Viewed in a broad way, such appears to be the mechanism involved in the formation and distribution of volcanoes over the surface of the earth. But obviously this explanation only carries us so far in the elucidation of volcanic action. If the molten magma flowed out merely in virtue of the influence of terrestrial contraction, it might do so for the most part tranquilly, though it would probably be affected by occasional sudden snaps, as the crust yielded to accumulations of pressure. Human experience has no record of the actual elevation of a mountain-chain. We may believe that if such an event were to happen suddenly or rapidly, it would be attended with gigantic catastrophes over the surface of the globe. We can hardly conceive what would be the scale of a volcanic eruption attending upon so colossal a disturbance of the terrestrial crust. But the eruptions which have taken place within the memory of man have been the accompaniments of no such disturbance. Although they have been many in number and sometimes powerful in effect, they have seldom been attended with any marked displacement of the surrounding parts of the terrestrial crust. Contraction is, of course, continuously and regularly in progress, and we may suppose that the consequent subsidence, though it results in intermittent wrinkling and uplifting of the terrestrial ridges, may also be more or less persistent in the regions lying outside these ridges. There will thus be a constant pressure of the molten magma into the roots of volcanoes, and a persistent tendency for the magma to issue at the surface at every available rent or orifice. The energy and duration of outflow, if they depended wholly upon the effects of contraction, would thus vary with the rate of subsidence of the sinking areas, probably assuming generally a feeble development, but sometimes bursting into fountains of molten rock hundreds of feet in height, like those observed from time to time in Hawaii.

2. The actual phenomena of volcanic eruptions, however, show that a source of explosive energy is almost always associated with them, and that while the transference of the subterranean molten magma towards the volcanic vents may be referred to the results of terrestrial contraction, the violent discharge of materials from those vents must be assigned to some kind of energy stored up in the substance of the earth's interior.

The deep-seated magma from which lavas ascend contains various vapours and gases which, under the enormous pressure within and beneath the terrestrial crust, are absorbed or dissolved in it. So great is the tension of these gaseous constituents, that when from any cause the pressure on the magma is suddenly relieved, they are liberated with explosive violence.

A volcanic paroxysm is thus immediately the effect of the rapid escape of these imprisoned gases and vapours. With such energy does the explosion sometimes take place, that the ascending column of molten lava is blown into the finest impalpable dust, which may load the air around a volcano for many days before it falls to the ground, or may be borne in the upper regions of the atmosphere round the globe.

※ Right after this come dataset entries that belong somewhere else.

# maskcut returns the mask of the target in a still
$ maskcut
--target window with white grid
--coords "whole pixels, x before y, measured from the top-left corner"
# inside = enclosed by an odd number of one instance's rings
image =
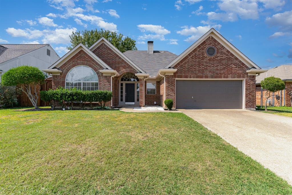
[[[147,82],[146,86],[147,87],[146,94],[156,94],[156,83]]]
[[[93,69],[86,66],[78,66],[69,71],[66,76],[65,88],[76,88],[84,91],[98,89],[98,77]]]

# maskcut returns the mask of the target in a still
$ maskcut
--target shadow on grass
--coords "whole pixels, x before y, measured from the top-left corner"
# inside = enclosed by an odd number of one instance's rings
[[[260,108],[258,107],[256,109],[256,110],[260,111],[265,111],[265,107]],[[271,112],[283,112],[287,113],[292,113],[292,107],[268,107],[267,108],[267,111]],[[281,110],[281,109],[282,109]]]

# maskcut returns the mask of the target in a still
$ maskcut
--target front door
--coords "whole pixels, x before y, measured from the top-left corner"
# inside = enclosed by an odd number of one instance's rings
[[[125,83],[126,104],[135,104],[135,84]]]

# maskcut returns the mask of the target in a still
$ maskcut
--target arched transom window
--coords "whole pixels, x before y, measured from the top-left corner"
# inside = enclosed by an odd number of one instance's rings
[[[87,91],[98,90],[98,77],[91,68],[86,66],[75,66],[67,74],[65,87]]]
[[[139,79],[134,74],[127,73],[125,73],[121,78],[121,81],[139,81]]]

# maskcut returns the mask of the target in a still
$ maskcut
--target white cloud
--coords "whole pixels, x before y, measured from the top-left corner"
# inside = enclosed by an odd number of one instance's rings
[[[44,36],[41,41],[44,44],[68,44],[70,42],[69,36],[72,32],[76,32],[77,30],[76,28],[56,28],[53,30],[44,30]]]
[[[84,1],[86,3],[85,7],[87,9],[87,10],[91,11],[95,11],[93,10],[93,4],[94,4],[94,3],[97,2],[97,0],[84,0]]]
[[[67,28],[40,31],[28,28],[23,30],[8,28],[6,31],[13,37],[23,37],[29,39],[41,37],[41,41],[44,43],[66,44],[70,43],[69,35],[71,35],[72,32],[76,32],[77,30],[76,28]]]
[[[147,39],[159,39],[161,41],[166,40],[164,36],[170,33],[170,31],[160,25],[152,24],[140,24],[137,25],[138,28],[143,32],[149,32],[155,34],[146,34],[139,36],[139,39],[145,40]]]
[[[8,43],[8,41],[7,40],[5,40],[4,39],[3,39],[0,38],[0,43]]]
[[[237,20],[237,15],[234,13],[216,13],[211,11],[207,13],[210,20],[234,22]]]
[[[58,26],[58,25],[54,23],[53,20],[47,17],[42,17],[39,18],[38,20],[39,23],[44,26],[52,26],[54,27]]]
[[[69,51],[69,50],[67,49],[66,47],[55,47],[55,50],[60,53],[66,53]]]
[[[242,36],[241,36],[240,34],[239,34],[239,35],[237,35],[236,36],[235,36],[235,37],[238,37],[238,38],[239,39],[241,39],[242,38]]]
[[[92,24],[98,25],[100,28],[111,31],[117,31],[117,25],[112,23],[105,22],[103,18],[96,15],[87,15],[81,13],[77,13],[74,15],[79,19],[87,22],[90,22]]]
[[[181,10],[182,9],[182,7],[178,5],[175,4],[174,5],[174,6],[175,7],[175,9],[177,9],[178,11]]]
[[[199,7],[199,8],[196,11],[193,11],[192,12],[192,13],[193,14],[195,14],[196,15],[200,15],[203,14],[202,13],[200,12],[203,10],[203,7],[202,6],[200,6]]]
[[[223,12],[211,12],[207,15],[209,20],[234,21],[239,17],[242,19],[257,19],[259,12],[256,1],[221,0],[218,6]]]
[[[119,15],[118,13],[117,13],[117,11],[114,9],[109,9],[107,10],[107,11],[109,14],[113,17],[114,17],[116,18],[119,18],[120,16]]]
[[[264,7],[266,9],[278,9],[280,7],[285,4],[284,0],[259,0],[264,4]]]
[[[21,44],[40,44],[38,41],[24,41],[22,42]]]
[[[86,24],[84,24],[82,22],[82,21],[80,20],[79,20],[78,18],[75,18],[74,19],[74,21],[76,22],[76,23],[77,24],[79,24],[79,25],[81,25],[81,26],[83,26],[85,28],[86,28],[87,27],[87,25]]]
[[[221,25],[220,24],[213,26],[200,26],[197,27],[192,26],[189,27],[186,26],[182,27],[182,28],[183,29],[181,30],[177,31],[176,33],[186,36],[191,35],[184,40],[189,42],[194,42],[208,32],[211,28],[219,30],[221,28]]]
[[[33,26],[36,24],[36,21],[33,21],[32,20],[27,20],[25,21],[30,26]]]
[[[32,30],[28,28],[23,30],[19,28],[16,29],[14,28],[8,28],[6,30],[12,37],[22,37],[30,39],[40,37],[43,34],[43,32],[40,30]]]
[[[167,44],[170,44],[171,45],[178,44],[177,42],[178,41],[178,40],[177,39],[168,39],[168,40],[169,41],[169,42]]]
[[[48,17],[51,17],[52,18],[56,18],[57,17],[57,15],[54,13],[50,13],[46,15],[46,16]]]
[[[170,31],[160,25],[152,24],[139,24],[137,26],[141,32],[150,31],[159,34],[165,35],[170,33]]]
[[[273,38],[277,38],[279,37],[283,37],[283,36],[288,36],[291,35],[291,33],[290,32],[276,32],[274,34],[270,36],[270,38],[271,39]]]
[[[292,11],[287,11],[273,15],[266,19],[266,22],[270,26],[277,26],[281,31],[292,31]]]
[[[187,2],[191,5],[194,4],[196,3],[197,3],[198,2],[199,2],[201,0],[185,0],[185,1],[186,1]]]

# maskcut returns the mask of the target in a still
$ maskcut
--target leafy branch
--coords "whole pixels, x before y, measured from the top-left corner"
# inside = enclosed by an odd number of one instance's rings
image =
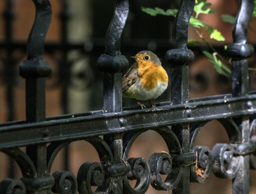
[[[256,1],[256,0],[255,0]],[[231,72],[230,70],[222,61],[218,59],[217,56],[226,63],[230,63],[229,61],[227,61],[219,53],[215,50],[212,45],[203,37],[203,34],[205,32],[208,32],[210,39],[215,40],[218,41],[223,41],[225,40],[225,38],[222,36],[221,33],[217,29],[213,29],[212,26],[206,24],[204,22],[198,19],[199,15],[200,14],[209,14],[215,13],[216,10],[210,8],[211,4],[210,3],[207,3],[207,0],[198,0],[196,1],[196,5],[194,8],[194,11],[195,13],[195,16],[192,16],[190,18],[189,24],[193,26],[195,28],[196,32],[200,38],[201,40],[189,40],[188,43],[190,45],[194,45],[196,44],[205,43],[213,50],[213,53],[210,53],[206,51],[203,52],[203,53],[209,59],[209,61],[214,65],[214,68],[218,73],[225,76],[228,76],[228,74],[230,74]],[[164,10],[156,7],[154,9],[152,8],[146,8],[141,7],[141,10],[145,13],[152,16],[156,16],[158,15],[175,17],[178,13],[178,10],[176,9],[168,9],[165,11]],[[255,10],[256,13],[256,10]],[[206,28],[203,33],[200,33],[198,30],[201,28]]]

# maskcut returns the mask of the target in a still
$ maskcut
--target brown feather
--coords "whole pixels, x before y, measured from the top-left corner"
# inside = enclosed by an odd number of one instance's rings
[[[122,91],[124,92],[138,81],[140,76],[138,73],[137,64],[134,63],[123,77],[122,84]]]

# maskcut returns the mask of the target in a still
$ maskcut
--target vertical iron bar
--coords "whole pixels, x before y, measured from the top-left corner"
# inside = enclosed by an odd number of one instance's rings
[[[173,46],[166,54],[165,60],[171,65],[172,104],[188,102],[188,64],[193,61],[194,54],[187,48],[188,27],[195,5],[194,0],[181,1],[179,12],[173,26]],[[184,112],[188,116],[189,112]],[[172,130],[179,138],[182,146],[181,154],[191,152],[190,148],[189,129],[187,123],[172,126]],[[190,193],[190,167],[182,167],[182,175],[173,193]]]
[[[113,2],[114,14],[106,34],[105,52],[97,61],[98,68],[104,72],[104,113],[122,111],[121,72],[128,66],[127,59],[121,55],[120,46],[121,35],[128,16],[129,3],[128,0],[113,0]],[[108,124],[113,124],[110,122]],[[115,164],[123,162],[122,136],[117,134],[104,137],[112,148]],[[114,193],[123,193],[122,179],[115,177],[115,180]]]
[[[14,119],[14,100],[13,86],[15,82],[15,63],[13,56],[13,51],[11,45],[13,42],[13,23],[14,18],[13,0],[5,0],[5,10],[4,18],[5,25],[5,45],[7,55],[5,61],[5,80],[6,84],[6,101],[7,106],[7,120],[13,120]],[[14,178],[15,176],[15,167],[14,160],[9,158],[9,177]]]
[[[62,86],[61,91],[61,104],[64,114],[69,113],[68,99],[67,87],[70,83],[70,64],[68,62],[68,21],[70,18],[69,11],[67,0],[61,0],[62,10],[60,14],[61,20],[61,61],[59,66],[60,81]],[[64,169],[68,170],[69,168],[69,146],[64,148],[63,161]]]
[[[51,4],[48,0],[32,0],[36,7],[36,16],[28,39],[27,59],[20,65],[20,75],[26,79],[26,117],[28,123],[45,120],[45,78],[51,71],[50,64],[43,59],[45,37],[51,18]],[[46,129],[42,137],[47,136],[49,132]],[[28,146],[26,151],[37,170],[36,177],[34,178],[48,175],[46,144]],[[49,192],[47,189],[35,193]]]
[[[253,47],[246,44],[247,28],[254,7],[253,0],[242,0],[233,29],[233,43],[229,45],[227,52],[232,58],[232,91],[233,97],[245,96],[249,92],[248,61],[247,58],[254,52]],[[241,131],[241,143],[249,141],[250,120],[248,116],[236,118]],[[233,180],[233,193],[248,194],[249,158],[248,155],[240,156],[241,162],[236,176]]]

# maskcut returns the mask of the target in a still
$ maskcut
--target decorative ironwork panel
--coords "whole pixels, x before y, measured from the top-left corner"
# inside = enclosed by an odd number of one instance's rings
[[[189,99],[189,65],[194,54],[187,46],[188,27],[195,2],[182,0],[173,25],[172,45],[165,54],[171,69],[171,101],[144,109],[123,108],[122,73],[128,61],[121,54],[121,40],[129,5],[128,0],[113,0],[114,15],[106,34],[105,50],[97,64],[104,73],[103,109],[49,118],[45,116],[45,78],[51,69],[43,56],[51,8],[49,0],[33,1],[36,14],[27,40],[27,58],[19,66],[20,75],[26,79],[26,120],[0,124],[0,150],[17,162],[22,178],[4,179],[0,193],[142,194],[151,185],[156,190],[187,194],[190,182],[204,183],[212,172],[218,178],[233,180],[233,193],[249,193],[249,170],[256,169],[256,94],[249,92],[248,65],[254,51],[246,39],[253,0],[242,0],[233,28],[234,42],[227,50],[232,58],[232,94]],[[6,2],[7,7],[12,7],[12,1]],[[67,1],[62,2],[67,11]],[[11,20],[11,10],[7,10]],[[61,15],[66,21],[67,12]],[[62,36],[64,47],[67,34]],[[11,41],[10,35],[7,43]],[[8,51],[12,54],[11,49]],[[67,50],[62,52],[66,58]],[[70,67],[63,64],[65,69]],[[61,72],[61,80],[64,74]],[[13,109],[10,107],[11,112]],[[224,127],[229,143],[217,143],[212,150],[195,145],[200,130],[213,119]],[[152,153],[148,161],[142,157],[129,158],[134,141],[150,130],[163,138],[168,152]],[[100,162],[84,163],[76,176],[68,171],[51,174],[58,153],[78,140],[91,144]],[[26,152],[20,146],[26,146]],[[162,175],[166,175],[164,180]],[[130,180],[136,181],[134,187]],[[92,186],[97,187],[94,191]]]

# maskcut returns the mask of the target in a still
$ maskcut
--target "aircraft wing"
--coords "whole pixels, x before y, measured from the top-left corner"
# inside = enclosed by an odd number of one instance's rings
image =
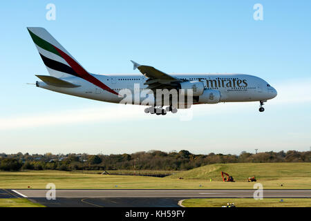
[[[131,61],[134,65],[134,70],[138,68],[148,79],[144,84],[148,85],[147,88],[155,91],[156,89],[178,88],[180,83],[183,81],[179,78],[171,76],[153,67],[140,65],[133,61]]]

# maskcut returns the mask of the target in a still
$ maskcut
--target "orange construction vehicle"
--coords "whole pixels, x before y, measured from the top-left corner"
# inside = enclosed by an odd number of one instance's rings
[[[225,175],[227,177],[224,177],[224,175]],[[227,173],[221,171],[221,177],[223,177],[223,182],[234,182],[234,178]]]
[[[257,180],[256,180],[255,177],[248,177],[247,179],[247,182],[256,182]]]

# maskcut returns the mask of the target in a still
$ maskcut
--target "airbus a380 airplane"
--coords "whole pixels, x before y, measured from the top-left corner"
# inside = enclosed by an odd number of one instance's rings
[[[43,28],[27,28],[50,75],[36,75],[41,81],[36,86],[73,96],[111,103],[124,104],[129,93],[133,94],[126,103],[150,106],[146,113],[165,115],[191,104],[219,102],[259,102],[275,97],[276,90],[265,80],[243,74],[168,75],[153,67],[131,61],[134,70],[142,75],[94,75],[87,72]],[[165,90],[165,89],[167,89]],[[162,95],[171,93],[168,102],[158,102]],[[126,95],[124,96],[124,94]],[[177,95],[176,102],[173,96]],[[185,97],[187,97],[185,99]],[[189,99],[189,97],[191,99]],[[167,106],[164,109],[163,106]]]

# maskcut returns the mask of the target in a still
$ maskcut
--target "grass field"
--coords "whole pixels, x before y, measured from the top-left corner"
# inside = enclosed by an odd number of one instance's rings
[[[236,182],[222,182],[221,171]],[[253,189],[254,183],[246,179],[256,175],[265,189],[311,189],[311,163],[212,164],[163,178],[93,172],[1,171],[0,188],[45,189],[48,183],[54,183],[57,189]]]
[[[221,207],[227,203],[234,203],[236,207],[310,207],[311,199],[268,199],[255,200],[254,199],[187,199],[182,204],[186,207]]]
[[[44,206],[33,203],[27,199],[0,199],[0,207],[45,207]]]

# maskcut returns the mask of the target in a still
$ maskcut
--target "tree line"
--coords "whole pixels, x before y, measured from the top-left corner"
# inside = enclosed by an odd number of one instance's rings
[[[0,153],[0,170],[161,170],[182,171],[211,164],[310,162],[311,151],[243,151],[239,155],[193,154],[188,151],[163,152],[149,151],[131,154],[88,155],[86,153],[44,155]]]

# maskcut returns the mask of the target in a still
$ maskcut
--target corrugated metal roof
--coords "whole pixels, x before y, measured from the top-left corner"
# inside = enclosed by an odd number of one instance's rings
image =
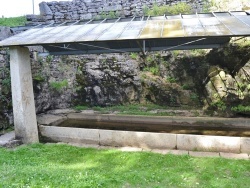
[[[244,11],[118,18],[36,26],[0,46],[42,45],[54,54],[211,48],[230,37],[250,36]],[[184,45],[183,45],[184,44]]]

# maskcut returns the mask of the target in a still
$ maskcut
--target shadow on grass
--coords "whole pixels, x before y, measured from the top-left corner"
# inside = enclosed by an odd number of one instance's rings
[[[247,187],[250,183],[249,161],[62,144],[0,149],[0,170],[3,187]]]

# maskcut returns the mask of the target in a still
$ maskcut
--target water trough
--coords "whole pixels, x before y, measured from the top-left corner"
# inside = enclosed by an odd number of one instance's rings
[[[250,119],[69,113],[38,116],[41,141],[250,153]]]

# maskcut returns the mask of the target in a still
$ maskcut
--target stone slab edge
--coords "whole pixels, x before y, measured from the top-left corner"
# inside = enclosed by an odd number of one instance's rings
[[[250,153],[250,138],[149,133],[39,125],[41,136],[56,142],[76,142],[113,147],[177,149],[204,152]]]

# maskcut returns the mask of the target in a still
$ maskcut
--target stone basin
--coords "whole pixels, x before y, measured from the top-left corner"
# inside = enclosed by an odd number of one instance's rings
[[[247,118],[69,113],[38,116],[38,124],[42,141],[250,153]]]

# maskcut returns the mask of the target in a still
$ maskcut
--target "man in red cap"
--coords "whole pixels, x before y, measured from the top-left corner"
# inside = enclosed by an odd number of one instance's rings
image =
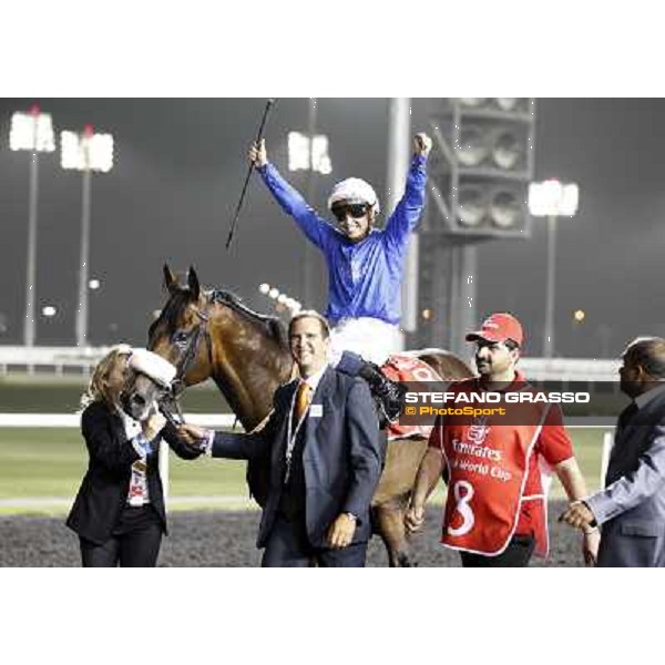
[[[520,321],[510,314],[493,314],[480,330],[467,335],[467,341],[475,344],[479,376],[452,383],[447,393],[464,405],[474,396],[502,393],[501,399],[511,402],[508,417],[470,418],[450,410],[438,417],[418,470],[407,528],[417,531],[422,525],[427,498],[446,469],[441,542],[460,551],[464,566],[525,566],[534,551],[545,556],[549,549],[541,469],[553,469],[571,500],[586,495],[584,478],[557,405],[514,405],[508,397],[536,393],[516,369],[524,342]],[[597,531],[584,534],[587,564],[595,562],[597,545]]]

The proportion of dissolved gases varies in different lavas, while the lavas themselves differ in the degree of their liquidity. Some flow out tranquilly like molten iron, others issue in a pasty condition and rapidly congeal into scoriæ and clinkers. Thus within the magma itself the amount of explosive energy is far from being always the same.

It is to the co-operation of these two causes—terrestrial contraction and its effects on the one hand, and the tension of absorbed gases and vapours the other—that the phenomena of volcanoes appear to be mainly due. There is no reason to believe that modern volcanoes differ in any essential respect from those of past ages in the earth's history. It might, indeed, have been anticipated that the general energy of the planet would manifest itself in far more stupendous volcanic eruptions in early times than those of the modern period. But there is certainly no geological evidence in favour of such a difference. One of the objects of the present work is to trace the continuity of volcanic phenomena back to the very earliest epochs, and to show that, so far as the geological records go, the interior of the planet has reacted on its exterior in the same way and with the same results.